Le lancement de la brochure s'est tenu le jeudi 19 octobre à Sainte-Thérèse, en présence d'une trentaine de gestionnaires des ressources humaines, représentant autant d'entreprises de la région des Laurentides, précise-t-on.
La présidente du Conseil régional des partenaires du marché du travail, Monique Laurin, a rappelé alors dans son allocution, que cohabitent, sur le marché du travail, une demande pour une main-d'oeuvre qualifiée et des difficultés de recrutement pour les entreprises.
De plus, les enquêtes menées par Emploi-Québec auprès des entreprises révèlent des problématiques de vieillissement de la main-d'œuvre, du manque de relève et des difficultés de rétention.
C'est dans ce contexte que «l'une des stratégies retenues par le Conseil dans son plan d'action régional invite les employeurs à miser sur certains bassins de travailleurs qui n'ont pas encore atteint leur plein potentiel en terme de taux d'activité sur le marché du travail. Nous croyons, et c'est là la raison d'être de la brochure, que la main-d'œuvre immigrante fait partie de ces cohortes de travailleurs et travailleuses vers qui les employeurs auraient intérêt à se tourner», explique Monique Laurin.
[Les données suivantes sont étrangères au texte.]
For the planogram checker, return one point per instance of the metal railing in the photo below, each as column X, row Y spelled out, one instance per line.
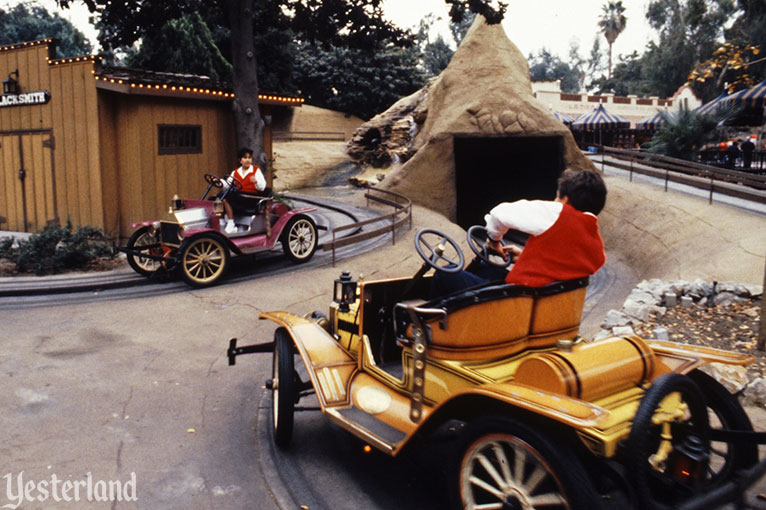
column 402, row 213
column 726, row 182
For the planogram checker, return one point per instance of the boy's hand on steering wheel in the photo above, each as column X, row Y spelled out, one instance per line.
column 504, row 251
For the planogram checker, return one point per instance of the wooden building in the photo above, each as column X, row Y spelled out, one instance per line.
column 102, row 146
On définit donc la brochure «La main-d'œuvre immigrante: une offre à considérer» comme une proposition d'affaires qui tient compte des besoins et des interrogations des employeurs en matière de recrutement.
Plus spécifiquement, le document met de l'avant les compétences et les qualifications des personnes immigrantes et il fait part des hésitations et préjugés qui resurgissent parfois, lorsqu'on s'apprête à considérer leur embauche. En suggérant notamment aux employeurs que quelle que soit la personne embauchée, il lui faut une période de familiarisation et d'intégration à l'entreprise, «je crois que c'est une approche qui les respecte dans leur démarche de recrutement», complète Monique Laurin.